The update is aimed at helping organizations investigate cyber threats more effectively, better understand attacker behavior, and proactively monitor the most relevant risks across their digital environments.
Kaspersky has rolled out a significant upgrade to its Threat Intelligence Portal (TIP), adding a new Hunt Hub section, an improved MITRE ATT&CK coverage map, and a greatly expanded vulnerabilities database. The update is aimed at helping organizations investigate cyber threats more effectively, better understand attacker behavior, and proactively monitor the most relevant risks across their digital environments.
The move comes as cyber threats continue to rise. According to the Kaspersky Security Bulletin 2025, the company’s detection systems identified an average of 500,000 malicious files per day in 2025 — a 7% increase year over year. With attacks growing in scale and sophistication, Kaspersky says security teams need deeper insight, not just alerts, to respond effectively.
At the center of the update is the newly introduced Hunt Hub, integrated into the Threat Landscape section of the portal. The feature is designed to provide greater transparency into how detection technologies operate and to give users access to Kaspersky’s threat hunting expertise. Hunt Hub contains Kaspersky Next EDR Expert hunts, also known as indicators of attack (IoA) or detection rules. All users can browse the hunt catalog and descriptions, while EDR Expert customers receive more advanced access to detection logic and recommendations in a structured, SIGMA-like format. Each hunt is mapped to relevant MITRE ATT&CK tactics and techniques and connected to known threat actors to provide added context.
By exposing detection logic in a structured way, Hunt Hub aims to remove the “black box” perception around threat detection. Security teams can see why an alert was triggered and what type of threat it is meant to uncover, improving trust in detection systems and speeding up investigations.
Kaspersky also enhanced the MITRE ATT&CK coverage map within the Threat Landscape section. The portal now combines product coverage across SIEM, EDR, NDR, and Sandbox tools with MITRE ATT&CK techniques, scoring, coverage percentages, and related EDR Expert hunts in one unified interface. This allows organizations to evaluate how well their current security stack addresses specific attack techniques and to spot potential protection gaps.

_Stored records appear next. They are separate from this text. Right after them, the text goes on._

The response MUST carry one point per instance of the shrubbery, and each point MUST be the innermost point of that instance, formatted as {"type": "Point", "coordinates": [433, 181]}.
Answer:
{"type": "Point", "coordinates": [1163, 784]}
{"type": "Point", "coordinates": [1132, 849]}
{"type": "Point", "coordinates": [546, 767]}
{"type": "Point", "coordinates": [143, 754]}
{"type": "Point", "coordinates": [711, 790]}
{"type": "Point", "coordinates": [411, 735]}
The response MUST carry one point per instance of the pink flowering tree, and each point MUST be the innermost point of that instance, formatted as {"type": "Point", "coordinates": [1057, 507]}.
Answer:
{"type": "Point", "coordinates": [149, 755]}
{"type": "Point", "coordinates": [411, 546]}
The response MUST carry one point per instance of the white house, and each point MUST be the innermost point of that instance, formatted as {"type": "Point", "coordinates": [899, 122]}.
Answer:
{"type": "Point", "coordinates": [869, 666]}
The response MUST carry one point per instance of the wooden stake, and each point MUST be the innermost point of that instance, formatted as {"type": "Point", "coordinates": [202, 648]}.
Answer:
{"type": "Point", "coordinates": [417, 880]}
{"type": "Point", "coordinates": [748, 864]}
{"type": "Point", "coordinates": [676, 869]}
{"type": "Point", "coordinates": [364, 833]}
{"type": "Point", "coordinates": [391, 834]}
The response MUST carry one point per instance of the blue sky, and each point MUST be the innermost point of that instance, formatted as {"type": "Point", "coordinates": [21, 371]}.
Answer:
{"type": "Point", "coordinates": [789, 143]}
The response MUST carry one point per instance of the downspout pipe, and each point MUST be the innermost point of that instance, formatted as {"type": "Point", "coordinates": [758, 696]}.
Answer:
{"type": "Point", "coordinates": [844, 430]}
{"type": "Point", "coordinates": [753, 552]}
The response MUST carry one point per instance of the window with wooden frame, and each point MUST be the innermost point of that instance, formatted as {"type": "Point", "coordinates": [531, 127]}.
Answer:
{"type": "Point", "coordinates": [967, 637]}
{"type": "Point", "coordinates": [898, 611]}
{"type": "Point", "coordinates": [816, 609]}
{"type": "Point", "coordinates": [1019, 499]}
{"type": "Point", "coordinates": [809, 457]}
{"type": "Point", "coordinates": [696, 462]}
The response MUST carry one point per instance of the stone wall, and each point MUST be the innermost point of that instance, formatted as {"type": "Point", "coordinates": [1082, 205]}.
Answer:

In addition, the portal’s Vulnerabilities section has been expanded, with the CVE database now covering nearly 300,000 vulnerabilities. The platform also offers more detailed intelligence on vulnerabilities that have been exploited in real-world attacks, enabling organizations to prioritize patching and remediation based on active threat activity.
Kaspersky says the update is designed to help organizations shift from reactive alert handling to proactive threat hunting and risk management by giving analysts clearer visibility into detection processes and threat intelligence.